The Dymock Poets
The sleepy Gloucestershire village of Dymock was the setting for one of the most exceptional flowerings of literary talent in early twentieth-century Britain. A new poetic movement came together around three young writers – Lascelles Abercrombie, Wilfrid Gibson and Robert Frost – that prioritised clarity, directness and lyricism, taking for inspiration the life and landscape of rural England.

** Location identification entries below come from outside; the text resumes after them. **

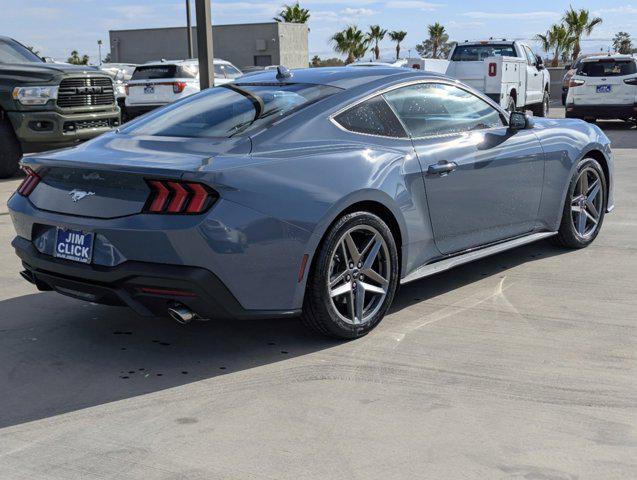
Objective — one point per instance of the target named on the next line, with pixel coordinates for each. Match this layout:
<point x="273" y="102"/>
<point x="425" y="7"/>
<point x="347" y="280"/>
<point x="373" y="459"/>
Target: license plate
<point x="74" y="245"/>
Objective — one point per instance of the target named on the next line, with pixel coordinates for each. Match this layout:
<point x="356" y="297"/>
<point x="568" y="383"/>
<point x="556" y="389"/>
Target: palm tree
<point x="437" y="37"/>
<point x="398" y="37"/>
<point x="351" y="42"/>
<point x="579" y="23"/>
<point x="559" y="39"/>
<point x="375" y="36"/>
<point x="293" y="14"/>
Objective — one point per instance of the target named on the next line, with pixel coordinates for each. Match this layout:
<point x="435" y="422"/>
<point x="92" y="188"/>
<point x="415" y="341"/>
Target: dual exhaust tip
<point x="182" y="314"/>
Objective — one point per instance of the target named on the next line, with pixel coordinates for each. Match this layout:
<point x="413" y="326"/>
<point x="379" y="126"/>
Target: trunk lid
<point x="106" y="178"/>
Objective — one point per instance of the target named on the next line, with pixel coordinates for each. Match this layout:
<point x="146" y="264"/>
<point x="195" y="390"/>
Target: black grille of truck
<point x="85" y="92"/>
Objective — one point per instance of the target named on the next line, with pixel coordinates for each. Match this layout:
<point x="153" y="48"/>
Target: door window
<point x="530" y="57"/>
<point x="428" y="109"/>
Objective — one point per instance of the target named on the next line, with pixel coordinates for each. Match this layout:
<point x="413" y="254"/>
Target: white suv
<point x="157" y="84"/>
<point x="604" y="88"/>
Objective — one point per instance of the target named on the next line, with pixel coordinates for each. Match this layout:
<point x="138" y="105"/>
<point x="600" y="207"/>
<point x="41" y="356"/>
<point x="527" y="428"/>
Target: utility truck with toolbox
<point x="508" y="72"/>
<point x="45" y="106"/>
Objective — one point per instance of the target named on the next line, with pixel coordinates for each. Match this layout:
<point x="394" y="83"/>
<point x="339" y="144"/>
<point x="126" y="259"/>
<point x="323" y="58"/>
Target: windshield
<point x="607" y="68"/>
<point x="473" y="53"/>
<point x="223" y="112"/>
<point x="13" y="52"/>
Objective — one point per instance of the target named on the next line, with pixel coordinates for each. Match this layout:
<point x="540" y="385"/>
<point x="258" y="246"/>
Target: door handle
<point x="443" y="167"/>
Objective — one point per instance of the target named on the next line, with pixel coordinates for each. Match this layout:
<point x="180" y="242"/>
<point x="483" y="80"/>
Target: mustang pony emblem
<point x="78" y="195"/>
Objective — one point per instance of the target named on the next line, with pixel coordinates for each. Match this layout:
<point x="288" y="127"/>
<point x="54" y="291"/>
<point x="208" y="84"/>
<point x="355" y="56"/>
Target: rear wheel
<point x="585" y="206"/>
<point x="10" y="150"/>
<point x="542" y="109"/>
<point x="354" y="279"/>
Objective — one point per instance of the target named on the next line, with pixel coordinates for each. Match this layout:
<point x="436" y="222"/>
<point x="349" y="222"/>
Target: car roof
<point x="340" y="77"/>
<point x="189" y="61"/>
<point x="617" y="56"/>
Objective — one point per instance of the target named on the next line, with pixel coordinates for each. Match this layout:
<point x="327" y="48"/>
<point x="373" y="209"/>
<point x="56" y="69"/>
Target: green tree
<point x="351" y="42"/>
<point x="558" y="39"/>
<point x="622" y="43"/>
<point x="75" y="59"/>
<point x="293" y="14"/>
<point x="437" y="45"/>
<point x="580" y="23"/>
<point x="397" y="36"/>
<point x="375" y="36"/>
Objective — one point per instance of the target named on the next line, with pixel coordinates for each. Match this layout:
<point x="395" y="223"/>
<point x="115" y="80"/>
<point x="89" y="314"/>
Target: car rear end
<point x="604" y="88"/>
<point x="149" y="217"/>
<point x="155" y="85"/>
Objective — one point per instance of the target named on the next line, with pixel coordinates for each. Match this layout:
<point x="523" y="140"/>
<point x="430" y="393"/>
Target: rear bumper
<point x="147" y="288"/>
<point x="45" y="130"/>
<point x="601" y="111"/>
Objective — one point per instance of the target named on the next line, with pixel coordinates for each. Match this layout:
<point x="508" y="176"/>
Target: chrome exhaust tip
<point x="181" y="314"/>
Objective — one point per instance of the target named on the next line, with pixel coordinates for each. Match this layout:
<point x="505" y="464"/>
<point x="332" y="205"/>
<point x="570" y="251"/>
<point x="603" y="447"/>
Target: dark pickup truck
<point x="48" y="105"/>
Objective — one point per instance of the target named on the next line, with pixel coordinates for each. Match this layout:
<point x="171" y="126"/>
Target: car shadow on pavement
<point x="58" y="355"/>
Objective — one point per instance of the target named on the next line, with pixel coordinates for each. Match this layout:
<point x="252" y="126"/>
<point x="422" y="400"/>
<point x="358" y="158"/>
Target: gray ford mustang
<point x="314" y="193"/>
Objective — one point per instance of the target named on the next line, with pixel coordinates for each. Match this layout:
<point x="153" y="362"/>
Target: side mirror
<point x="519" y="121"/>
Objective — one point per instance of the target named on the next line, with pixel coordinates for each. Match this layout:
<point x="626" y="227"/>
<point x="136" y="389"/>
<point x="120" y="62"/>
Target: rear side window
<point x="224" y="112"/>
<point x="372" y="117"/>
<point x="474" y="53"/>
<point x="429" y="109"/>
<point x="607" y="68"/>
<point x="155" y="72"/>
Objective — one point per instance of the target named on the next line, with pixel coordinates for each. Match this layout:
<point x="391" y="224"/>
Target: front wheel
<point x="354" y="278"/>
<point x="585" y="206"/>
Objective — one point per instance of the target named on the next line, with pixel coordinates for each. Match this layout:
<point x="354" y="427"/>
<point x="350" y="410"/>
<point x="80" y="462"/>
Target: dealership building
<point x="244" y="45"/>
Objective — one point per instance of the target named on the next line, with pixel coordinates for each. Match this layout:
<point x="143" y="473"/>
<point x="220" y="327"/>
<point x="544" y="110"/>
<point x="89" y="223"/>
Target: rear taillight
<point x="28" y="184"/>
<point x="179" y="87"/>
<point x="173" y="197"/>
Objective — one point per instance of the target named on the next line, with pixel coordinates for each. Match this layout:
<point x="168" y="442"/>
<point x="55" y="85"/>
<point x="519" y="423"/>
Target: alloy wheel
<point x="360" y="269"/>
<point x="587" y="203"/>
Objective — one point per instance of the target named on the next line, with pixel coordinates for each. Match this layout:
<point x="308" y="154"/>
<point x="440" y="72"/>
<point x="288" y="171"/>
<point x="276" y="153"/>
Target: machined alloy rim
<point x="359" y="274"/>
<point x="587" y="202"/>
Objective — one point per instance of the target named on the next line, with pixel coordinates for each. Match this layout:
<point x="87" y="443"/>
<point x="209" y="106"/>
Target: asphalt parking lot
<point x="522" y="365"/>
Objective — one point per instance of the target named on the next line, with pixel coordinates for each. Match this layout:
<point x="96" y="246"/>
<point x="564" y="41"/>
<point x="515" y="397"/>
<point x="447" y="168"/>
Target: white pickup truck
<point x="506" y="71"/>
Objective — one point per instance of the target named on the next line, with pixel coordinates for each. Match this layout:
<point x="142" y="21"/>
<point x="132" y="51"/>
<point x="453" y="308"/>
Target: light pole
<point x="189" y="29"/>
<point x="204" y="44"/>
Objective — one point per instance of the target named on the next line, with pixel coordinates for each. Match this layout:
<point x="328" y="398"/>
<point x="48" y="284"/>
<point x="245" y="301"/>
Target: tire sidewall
<point x="567" y="227"/>
<point x="336" y="325"/>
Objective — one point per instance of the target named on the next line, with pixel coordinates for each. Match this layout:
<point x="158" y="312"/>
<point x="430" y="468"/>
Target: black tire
<point x="542" y="109"/>
<point x="10" y="150"/>
<point x="568" y="236"/>
<point x="319" y="312"/>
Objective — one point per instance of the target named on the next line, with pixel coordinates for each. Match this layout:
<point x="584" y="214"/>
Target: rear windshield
<point x="158" y="72"/>
<point x="607" y="68"/>
<point x="13" y="52"/>
<point x="222" y="112"/>
<point x="473" y="53"/>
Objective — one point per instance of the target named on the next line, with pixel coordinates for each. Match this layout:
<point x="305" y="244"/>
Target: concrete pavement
<point x="522" y="366"/>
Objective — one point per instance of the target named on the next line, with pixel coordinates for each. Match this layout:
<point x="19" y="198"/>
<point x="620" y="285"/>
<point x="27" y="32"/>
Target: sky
<point x="55" y="27"/>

In the months prior to the outbreak of war in 1914 the three men, who had settled in the countryside around Dymock, were regularly visited by their fellow poets Rupert Brooke, John Drinkwater and Edward Thomas. The group discussed each others’ work, walked and read together, and discussed literature and its practice in each other’s houses. Together they published a quarterly magazine, entitled New Numbers, which was the first to publish Rupert Brooke’s ‘The Soldier’ (‘If I should die, think only this of me: That there’s some corner of a foreign field. That is forever England.’). The work became famous around the country when the Dean of St Paul’s Cathedral read it at his Easter Sunday service in 1915. Three weeks later Brooke was dead, having contracted septicaemia whilst on duty with the Royal Naval Division.Edward Thomas enlisted in 1915, having famously been influenced in his decision to volunteer by reading an advance copy of Frost’s poem ‘The Road Not Taken’. Having joined as a private he served with distinction, rising to the rank of second lieutenant before being killed in action at the Battle of Arras in 1917. Their deaths, along with the return of Frost to America, signalled the break up of the movement.
The legacy of the Dymock poets endures to this day. Their writings have come to symbolise an idyllic vision of pre-war Britain, and its irretrievable loss.